Microorganisms and factories, how are they related?
It is well known that proteins of human origin have a high pharmaceutical value; they are very appreciated and cannot be obtained as other natural resources. Diabetics, for example, traditionally acquired their to doses of insulin (hormone responsible for the regulation of blood glucose) from pig or cow pancreas extractions. Currently we have microbe-based technologies that help us manufacture proteins of interest at a low cost.
So, proteins from microbes are compatible with humans?
Not exactly. The development of recombinant DNA technologies in the late 70’s and its approval by the FDA in the early 80’s allowed us today to have a wide range of pharmaceutical products adapted to our needs and without a moral dilemma regarding animal use or experimentation.
Let’s go by parts; what are recombinant DNA technologies?
As we already introduced in the article skiing among bacteria, we can slightly modify some microbes to produce proteins of interest. The expression of new proteins is called heterologous expression. In a simplified way, the process goes as follows:
- A microorganism (bacteria or yeast) of interest is selected. It should not cause infections, intoxications or other affectations to humans and/or animals. Microorganisms with a good history and without cases of pathogenesis are usually assigned the GRAS label (Generally Recognized As Safe). Comprehensive studies of the microorganism itself and its cellular machinery are necessary in order to continue.
- A sequence encoding the protein of interest is selected and, if necessary, adapted to the codon use of the chosen microorganism. To simplify, it is like translating the manufacturing instructions into the microbe’s language so that the final product is like the original.

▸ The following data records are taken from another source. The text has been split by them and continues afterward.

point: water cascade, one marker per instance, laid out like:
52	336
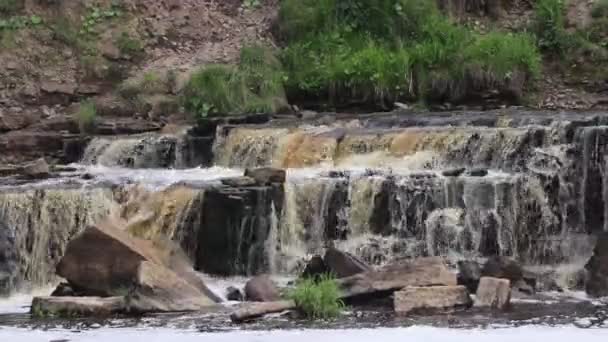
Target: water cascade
533	187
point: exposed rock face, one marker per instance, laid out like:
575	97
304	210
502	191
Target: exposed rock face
37	169
469	273
158	289
234	294
494	293
153	279
343	264
261	289
434	298
398	275
315	267
69	307
113	267
597	269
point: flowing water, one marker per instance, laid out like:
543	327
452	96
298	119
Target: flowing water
535	189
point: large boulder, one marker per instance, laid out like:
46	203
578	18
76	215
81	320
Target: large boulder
494	293
106	261
434	298
159	289
343	264
37	169
398	275
69	307
261	289
469	273
315	267
597	269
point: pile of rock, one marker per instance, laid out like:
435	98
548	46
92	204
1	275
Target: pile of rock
113	272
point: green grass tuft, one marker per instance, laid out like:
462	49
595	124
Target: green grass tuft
318	298
255	85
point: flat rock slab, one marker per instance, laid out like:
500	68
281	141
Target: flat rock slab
399	275
434	298
494	293
66	307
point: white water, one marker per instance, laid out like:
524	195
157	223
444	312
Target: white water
426	334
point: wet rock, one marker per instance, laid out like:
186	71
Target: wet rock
597	269
454	172
343	264
502	267
64	290
469	273
38	169
157	279
494	293
8	261
159	289
433	298
267	175
234	294
261	289
69	307
477	173
398	275
315	267
238	182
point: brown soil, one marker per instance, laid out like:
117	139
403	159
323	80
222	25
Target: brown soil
43	75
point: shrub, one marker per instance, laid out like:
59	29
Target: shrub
86	115
318	298
255	85
10	6
549	25
600	9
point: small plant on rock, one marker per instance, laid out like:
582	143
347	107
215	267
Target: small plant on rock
318	298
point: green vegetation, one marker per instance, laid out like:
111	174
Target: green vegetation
318	298
10	6
86	115
377	52
254	85
600	9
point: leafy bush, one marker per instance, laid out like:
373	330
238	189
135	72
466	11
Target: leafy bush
86	115
255	85
379	51
318	298
10	6
600	9
549	25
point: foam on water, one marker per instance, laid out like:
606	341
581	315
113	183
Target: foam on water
416	333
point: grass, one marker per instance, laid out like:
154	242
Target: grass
86	115
255	85
10	6
600	9
318	299
379	52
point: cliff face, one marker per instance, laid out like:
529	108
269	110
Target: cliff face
132	57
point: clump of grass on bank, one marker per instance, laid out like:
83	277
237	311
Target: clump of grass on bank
318	298
254	85
385	50
86	116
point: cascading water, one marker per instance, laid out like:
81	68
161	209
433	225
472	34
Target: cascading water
371	187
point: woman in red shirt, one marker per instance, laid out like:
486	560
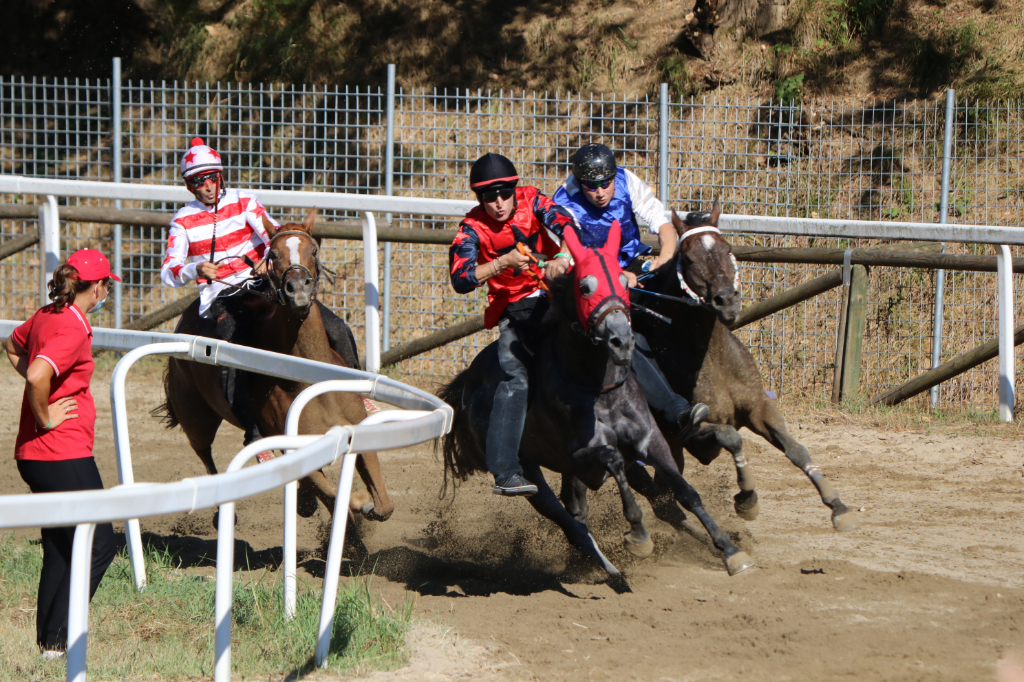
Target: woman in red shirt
53	351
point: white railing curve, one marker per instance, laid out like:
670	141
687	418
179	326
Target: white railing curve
423	417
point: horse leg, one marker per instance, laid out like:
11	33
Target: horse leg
380	507
573	497
547	505
662	503
658	455
637	541
718	436
772	428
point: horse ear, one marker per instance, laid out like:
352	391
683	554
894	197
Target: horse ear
678	223
610	248
572	242
269	226
307	224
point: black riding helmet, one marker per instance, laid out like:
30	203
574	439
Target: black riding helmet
594	163
492	171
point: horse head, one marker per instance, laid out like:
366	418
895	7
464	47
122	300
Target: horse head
293	267
705	264
601	298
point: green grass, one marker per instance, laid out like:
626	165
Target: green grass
168	629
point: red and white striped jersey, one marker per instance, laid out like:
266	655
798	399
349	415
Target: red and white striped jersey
240	231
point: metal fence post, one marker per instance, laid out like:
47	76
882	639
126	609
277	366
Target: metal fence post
116	163
49	245
388	189
940	275
663	144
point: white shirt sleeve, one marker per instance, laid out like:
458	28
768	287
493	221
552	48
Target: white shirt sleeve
645	205
176	270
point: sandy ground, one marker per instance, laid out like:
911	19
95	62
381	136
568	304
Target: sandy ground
930	588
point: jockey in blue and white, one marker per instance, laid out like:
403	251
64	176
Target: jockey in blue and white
599	193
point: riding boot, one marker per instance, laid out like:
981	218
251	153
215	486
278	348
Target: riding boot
508	414
663	400
339	335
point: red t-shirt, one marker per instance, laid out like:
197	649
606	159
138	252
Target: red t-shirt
65	340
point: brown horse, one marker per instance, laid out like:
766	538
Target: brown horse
290	325
706	363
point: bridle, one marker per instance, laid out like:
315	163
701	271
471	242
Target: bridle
279	282
679	271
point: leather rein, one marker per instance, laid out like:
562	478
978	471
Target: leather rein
276	295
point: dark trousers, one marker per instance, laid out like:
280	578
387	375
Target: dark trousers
663	400
520	332
230	321
54	581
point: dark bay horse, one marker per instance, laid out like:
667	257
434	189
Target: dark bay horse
705	363
587	412
291	325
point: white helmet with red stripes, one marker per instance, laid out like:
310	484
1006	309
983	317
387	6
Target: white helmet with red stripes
200	159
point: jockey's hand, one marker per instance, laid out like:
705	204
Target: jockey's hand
515	260
207	270
556	267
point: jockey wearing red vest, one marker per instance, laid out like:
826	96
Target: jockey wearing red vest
484	251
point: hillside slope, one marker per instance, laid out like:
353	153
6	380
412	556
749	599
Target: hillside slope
841	48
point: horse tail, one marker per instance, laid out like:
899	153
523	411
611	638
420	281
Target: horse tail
164	412
459	464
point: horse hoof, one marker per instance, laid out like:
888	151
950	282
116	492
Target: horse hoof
747	506
846	521
639	550
738	562
596	553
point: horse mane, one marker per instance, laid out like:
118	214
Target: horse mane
562	296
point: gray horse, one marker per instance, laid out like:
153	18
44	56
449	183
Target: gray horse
587	413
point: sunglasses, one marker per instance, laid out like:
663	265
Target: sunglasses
594	185
198	181
491	196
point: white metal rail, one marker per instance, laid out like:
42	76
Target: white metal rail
424	418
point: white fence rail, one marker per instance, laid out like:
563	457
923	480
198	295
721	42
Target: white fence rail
997	236
424	418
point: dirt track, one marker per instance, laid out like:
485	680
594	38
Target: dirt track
931	588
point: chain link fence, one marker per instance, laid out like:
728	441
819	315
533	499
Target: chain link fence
821	159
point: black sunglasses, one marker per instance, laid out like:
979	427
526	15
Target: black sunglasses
594	185
489	196
197	181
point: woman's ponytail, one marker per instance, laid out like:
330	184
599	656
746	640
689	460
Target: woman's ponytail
65	286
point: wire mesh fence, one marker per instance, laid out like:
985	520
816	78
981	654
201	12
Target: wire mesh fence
821	159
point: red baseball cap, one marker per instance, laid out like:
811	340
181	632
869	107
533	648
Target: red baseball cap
91	265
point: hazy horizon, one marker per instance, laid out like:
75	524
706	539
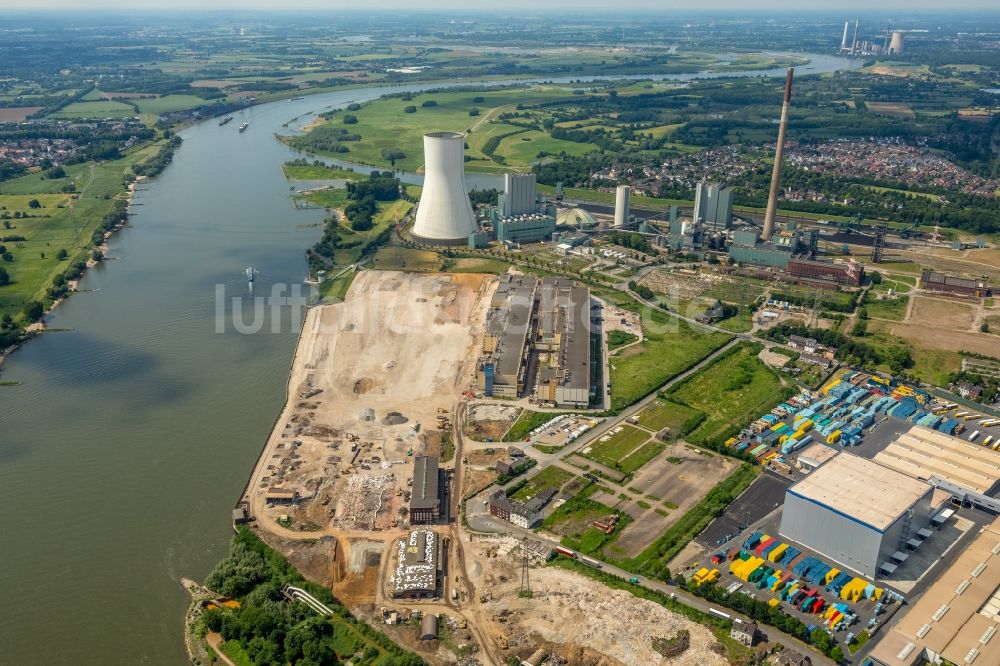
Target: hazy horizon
505	6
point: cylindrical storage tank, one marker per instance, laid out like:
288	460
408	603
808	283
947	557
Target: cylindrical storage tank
428	628
444	215
622	196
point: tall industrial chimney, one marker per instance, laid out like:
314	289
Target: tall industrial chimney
445	214
779	151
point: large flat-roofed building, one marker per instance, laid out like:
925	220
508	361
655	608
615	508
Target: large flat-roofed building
968	472
957	620
948	284
563	334
856	512
502	364
425	497
419	567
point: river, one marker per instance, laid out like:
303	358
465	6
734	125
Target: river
132	432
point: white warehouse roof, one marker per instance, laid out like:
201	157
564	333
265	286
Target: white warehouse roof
862	490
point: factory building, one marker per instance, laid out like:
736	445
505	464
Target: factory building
426	497
444	215
419	568
550	318
848	273
519	217
970	473
713	205
622	196
563	335
957	620
503	363
934	281
857	513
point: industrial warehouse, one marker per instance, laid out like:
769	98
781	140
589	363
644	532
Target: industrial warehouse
957	619
857	512
538	323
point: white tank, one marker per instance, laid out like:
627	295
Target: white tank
444	214
622	195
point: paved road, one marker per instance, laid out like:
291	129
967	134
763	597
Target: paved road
486	523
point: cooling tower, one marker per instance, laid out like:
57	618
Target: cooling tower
622	195
896	45
779	151
444	215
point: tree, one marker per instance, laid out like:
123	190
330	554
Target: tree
33	310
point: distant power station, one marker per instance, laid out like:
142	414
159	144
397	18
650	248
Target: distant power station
896	44
444	215
713	205
622	196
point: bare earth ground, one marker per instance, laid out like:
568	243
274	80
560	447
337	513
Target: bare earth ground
682	485
580	616
400	343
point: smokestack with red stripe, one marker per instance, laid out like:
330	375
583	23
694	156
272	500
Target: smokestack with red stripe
772	198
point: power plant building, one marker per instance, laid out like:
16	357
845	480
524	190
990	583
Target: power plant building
502	367
856	512
444	215
550	319
563	335
713	205
622	196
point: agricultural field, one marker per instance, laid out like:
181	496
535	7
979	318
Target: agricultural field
611	449
96	109
63	222
731	392
670	347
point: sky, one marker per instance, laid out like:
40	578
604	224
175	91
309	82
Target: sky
506	6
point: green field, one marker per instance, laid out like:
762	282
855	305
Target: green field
888	308
670	347
732	391
169	103
666	414
317	172
612	451
551	477
383	124
395	258
98	109
65	223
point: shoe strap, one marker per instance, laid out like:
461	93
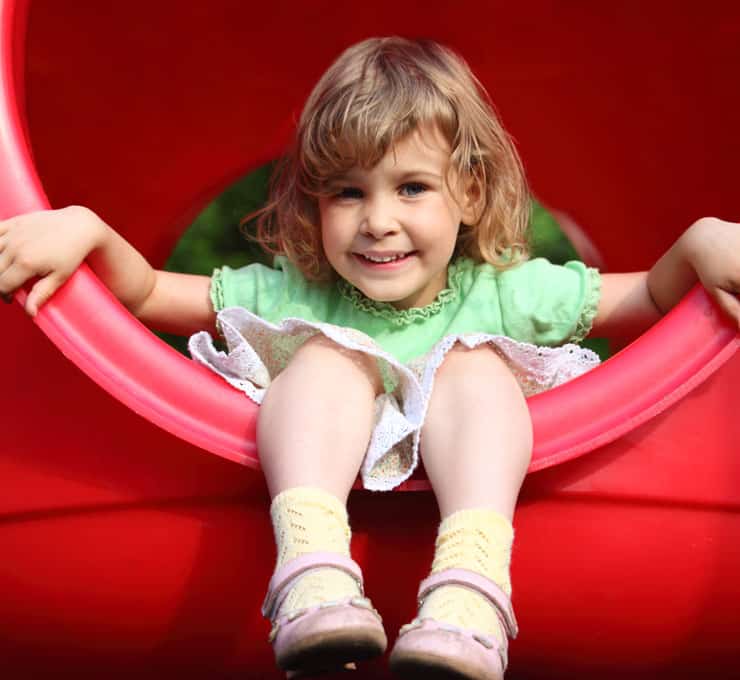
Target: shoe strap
283	578
480	584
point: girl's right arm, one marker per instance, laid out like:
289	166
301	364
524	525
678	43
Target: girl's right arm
51	245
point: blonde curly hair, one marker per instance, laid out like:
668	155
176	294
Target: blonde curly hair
377	92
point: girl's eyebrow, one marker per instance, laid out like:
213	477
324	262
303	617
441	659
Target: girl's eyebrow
400	176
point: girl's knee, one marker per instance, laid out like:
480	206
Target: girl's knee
465	363
333	358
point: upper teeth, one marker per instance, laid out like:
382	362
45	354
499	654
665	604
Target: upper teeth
389	258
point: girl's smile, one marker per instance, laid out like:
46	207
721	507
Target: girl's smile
391	230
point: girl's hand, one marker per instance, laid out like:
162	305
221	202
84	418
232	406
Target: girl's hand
712	248
49	245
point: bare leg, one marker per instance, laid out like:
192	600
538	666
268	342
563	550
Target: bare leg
314	426
316	419
476	446
477	440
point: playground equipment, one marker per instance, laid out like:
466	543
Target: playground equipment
126	548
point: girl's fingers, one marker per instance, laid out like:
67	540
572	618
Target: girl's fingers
729	303
41	291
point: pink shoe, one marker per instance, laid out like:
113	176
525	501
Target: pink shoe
427	648
329	636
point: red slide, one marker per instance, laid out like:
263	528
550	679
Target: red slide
125	545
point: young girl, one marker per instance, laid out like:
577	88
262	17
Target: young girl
402	319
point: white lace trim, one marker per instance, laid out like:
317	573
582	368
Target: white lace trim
258	350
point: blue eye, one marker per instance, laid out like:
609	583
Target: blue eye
413	188
349	192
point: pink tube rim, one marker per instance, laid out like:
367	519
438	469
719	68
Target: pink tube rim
125	359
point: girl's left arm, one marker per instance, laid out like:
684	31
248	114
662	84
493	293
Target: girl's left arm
708	251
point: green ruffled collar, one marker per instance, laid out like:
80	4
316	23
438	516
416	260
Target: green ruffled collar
404	317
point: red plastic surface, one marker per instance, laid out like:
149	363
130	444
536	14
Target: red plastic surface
127	549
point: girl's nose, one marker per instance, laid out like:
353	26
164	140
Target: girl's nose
378	220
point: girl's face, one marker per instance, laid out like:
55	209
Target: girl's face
391	230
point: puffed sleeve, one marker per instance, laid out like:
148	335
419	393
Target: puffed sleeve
549	304
256	287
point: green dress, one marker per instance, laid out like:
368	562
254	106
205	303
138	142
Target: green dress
530	314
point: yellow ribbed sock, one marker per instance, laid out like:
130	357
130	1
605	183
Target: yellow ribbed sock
479	540
305	520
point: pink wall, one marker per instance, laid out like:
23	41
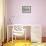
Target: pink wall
37	15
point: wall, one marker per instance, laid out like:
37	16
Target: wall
1	21
37	15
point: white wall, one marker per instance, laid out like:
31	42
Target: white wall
37	15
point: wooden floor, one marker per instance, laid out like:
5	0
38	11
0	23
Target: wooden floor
23	43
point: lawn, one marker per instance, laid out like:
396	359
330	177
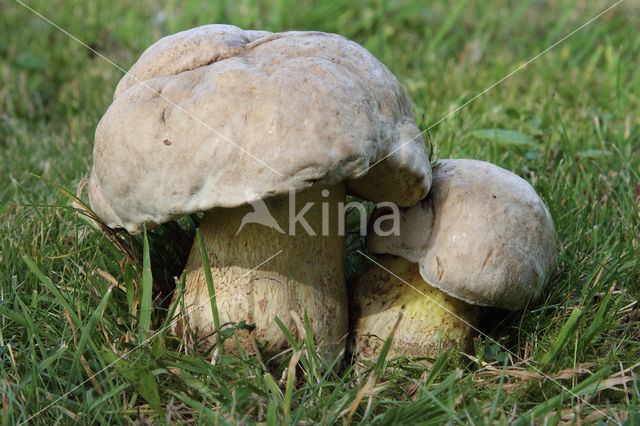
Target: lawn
73	344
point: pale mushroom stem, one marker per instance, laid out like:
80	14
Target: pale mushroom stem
307	273
432	321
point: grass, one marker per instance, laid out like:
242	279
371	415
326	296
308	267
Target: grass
68	310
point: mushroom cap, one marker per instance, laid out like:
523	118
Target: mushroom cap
481	235
219	117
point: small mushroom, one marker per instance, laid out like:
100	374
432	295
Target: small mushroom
481	237
236	123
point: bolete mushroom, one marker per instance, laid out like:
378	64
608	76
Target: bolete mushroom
481	237
237	123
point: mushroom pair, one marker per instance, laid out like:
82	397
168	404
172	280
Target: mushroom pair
482	237
237	123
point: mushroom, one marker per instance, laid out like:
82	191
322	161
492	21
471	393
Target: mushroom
481	237
237	124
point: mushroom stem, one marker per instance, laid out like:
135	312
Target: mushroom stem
307	273
432	320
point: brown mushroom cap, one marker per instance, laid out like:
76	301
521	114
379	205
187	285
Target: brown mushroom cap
219	117
482	235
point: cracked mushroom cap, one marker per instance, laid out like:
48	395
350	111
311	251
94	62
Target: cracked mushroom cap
482	235
219	117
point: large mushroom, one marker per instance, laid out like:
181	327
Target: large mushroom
481	237
236	124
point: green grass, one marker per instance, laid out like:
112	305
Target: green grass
575	108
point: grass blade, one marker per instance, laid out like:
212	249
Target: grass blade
561	340
147	290
212	291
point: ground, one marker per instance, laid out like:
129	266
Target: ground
570	110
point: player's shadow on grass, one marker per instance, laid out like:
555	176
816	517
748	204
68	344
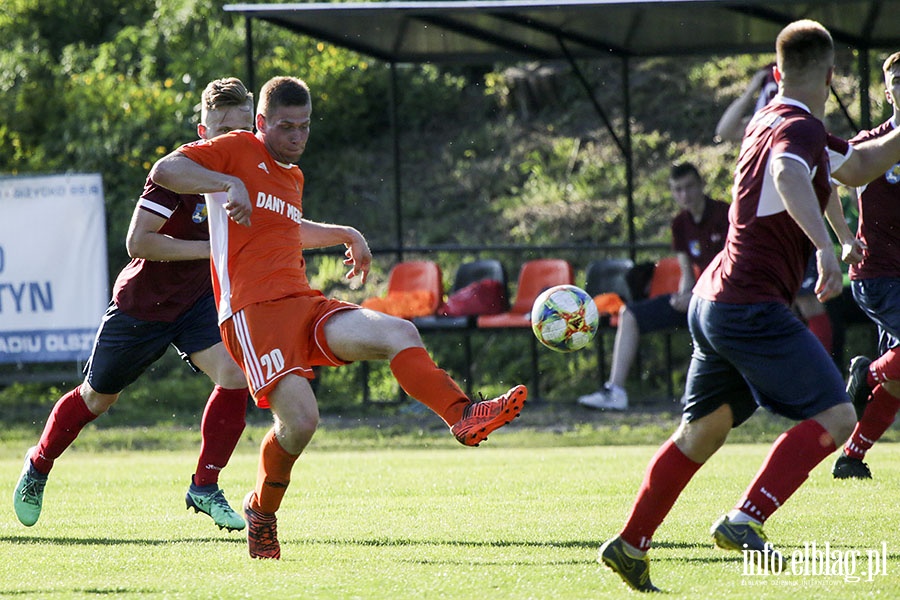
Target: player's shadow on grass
399	542
86	541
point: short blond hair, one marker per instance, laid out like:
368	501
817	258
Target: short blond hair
224	93
804	48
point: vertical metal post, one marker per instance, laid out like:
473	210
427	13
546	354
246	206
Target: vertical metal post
395	135
865	77
248	47
629	159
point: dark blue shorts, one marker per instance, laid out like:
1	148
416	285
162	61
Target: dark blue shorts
750	355
125	346
656	314
879	298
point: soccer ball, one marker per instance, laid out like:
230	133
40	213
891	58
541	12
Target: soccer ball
564	318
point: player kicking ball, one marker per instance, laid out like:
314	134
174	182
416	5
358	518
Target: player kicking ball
162	297
273	323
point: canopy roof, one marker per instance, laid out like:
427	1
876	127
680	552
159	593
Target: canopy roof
486	31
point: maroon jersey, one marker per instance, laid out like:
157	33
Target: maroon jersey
163	290
766	252
701	241
879	218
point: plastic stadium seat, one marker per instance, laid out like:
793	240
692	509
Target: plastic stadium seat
608	275
666	277
418	275
415	288
535	276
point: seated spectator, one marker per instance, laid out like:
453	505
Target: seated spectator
698	234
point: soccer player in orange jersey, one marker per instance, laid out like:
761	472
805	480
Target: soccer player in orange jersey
274	324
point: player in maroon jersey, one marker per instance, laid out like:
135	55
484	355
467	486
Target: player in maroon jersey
750	349
874	386
731	126
162	297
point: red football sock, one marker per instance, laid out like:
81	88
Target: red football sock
66	420
423	380
220	430
667	475
878	416
793	455
274	475
820	326
885	367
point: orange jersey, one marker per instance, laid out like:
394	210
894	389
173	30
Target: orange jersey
264	261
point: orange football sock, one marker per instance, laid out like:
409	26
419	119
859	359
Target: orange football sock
274	474
426	382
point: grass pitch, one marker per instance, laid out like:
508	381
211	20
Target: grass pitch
507	520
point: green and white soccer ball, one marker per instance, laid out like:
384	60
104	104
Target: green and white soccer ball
564	318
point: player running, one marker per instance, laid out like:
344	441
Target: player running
162	297
750	349
274	324
874	386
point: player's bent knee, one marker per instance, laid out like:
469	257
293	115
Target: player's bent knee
838	421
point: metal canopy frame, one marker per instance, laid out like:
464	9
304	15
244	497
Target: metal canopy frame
491	31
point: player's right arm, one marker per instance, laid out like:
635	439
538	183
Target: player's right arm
184	176
145	241
869	160
791	178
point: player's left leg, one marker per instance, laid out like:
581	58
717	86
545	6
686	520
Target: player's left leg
200	344
796	379
296	417
368	335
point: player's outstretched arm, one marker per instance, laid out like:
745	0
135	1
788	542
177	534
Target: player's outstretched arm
184	176
321	235
792	183
869	160
145	241
852	249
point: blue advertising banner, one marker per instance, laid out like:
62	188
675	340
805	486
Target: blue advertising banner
53	272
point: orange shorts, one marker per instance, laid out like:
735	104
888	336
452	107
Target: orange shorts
271	339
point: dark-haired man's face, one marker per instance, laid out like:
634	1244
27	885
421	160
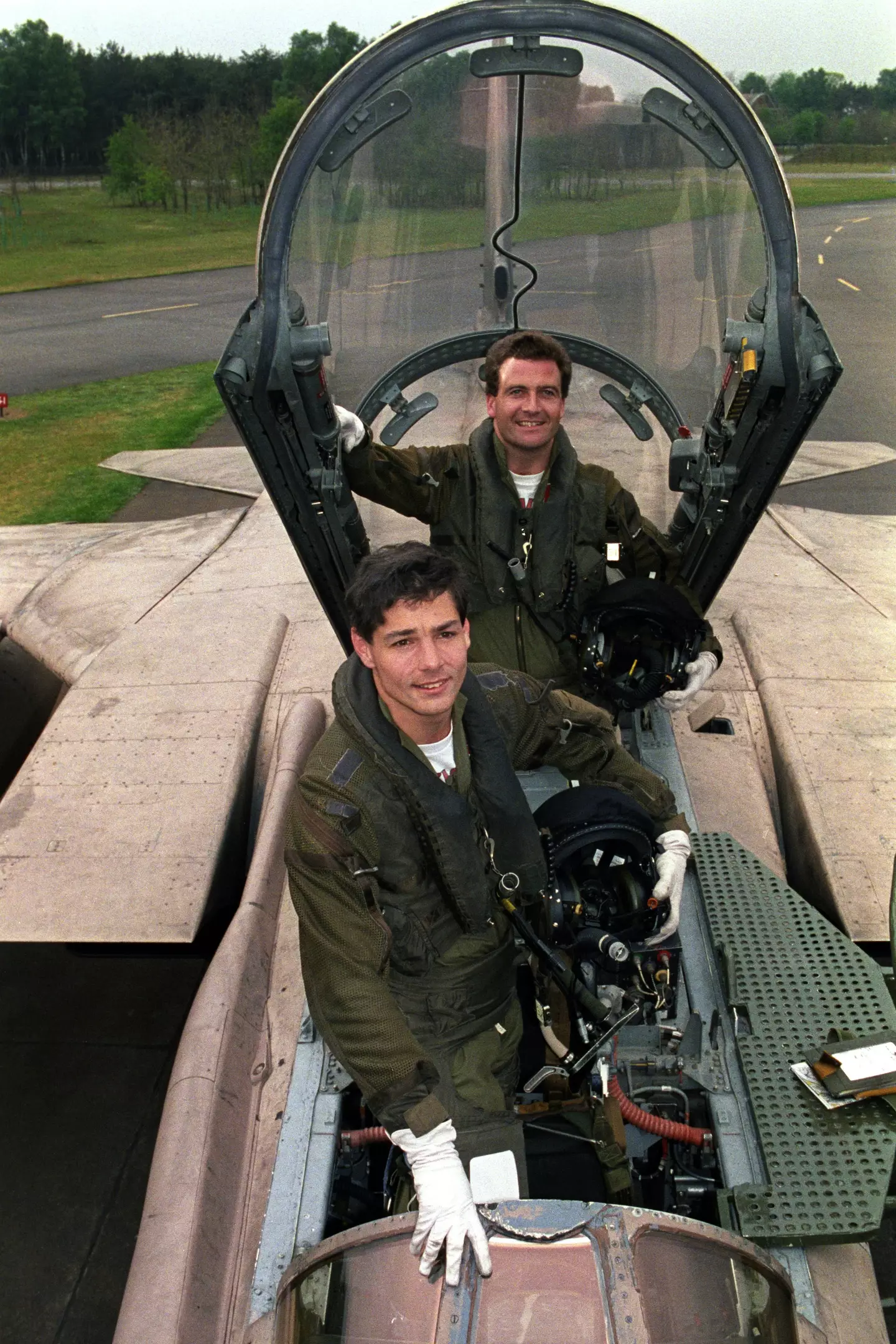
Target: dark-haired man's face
418	659
528	406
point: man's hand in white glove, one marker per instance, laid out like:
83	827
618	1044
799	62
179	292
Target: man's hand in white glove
699	674
351	429
445	1200
671	879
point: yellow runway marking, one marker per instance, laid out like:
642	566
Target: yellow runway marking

- We introduce our gene through a vector and the microorganism expresses the protein as if it were its own. The only step left will be purification.
The use of mammalian, plant or insect cells can facilitate safety and compatibility studies to produce protein. The only weak point is that these cultures grow slowly and are not as profitable compared to mass production using bacteria or yeast. Currently, most therapeutic proteins are produced in bacteria or mammalian cell lines.
In addition to insulin, which is produced in Escherichia coli, heterologous expression is used to synthesize vaccine components. For example, antigens (remember our article on vaccines?) used in vaccines for hepatitis B, hantavirus or papilloma virus are produced with the yeast Saccharomyces cerevisiae, the same used to make bread and beer!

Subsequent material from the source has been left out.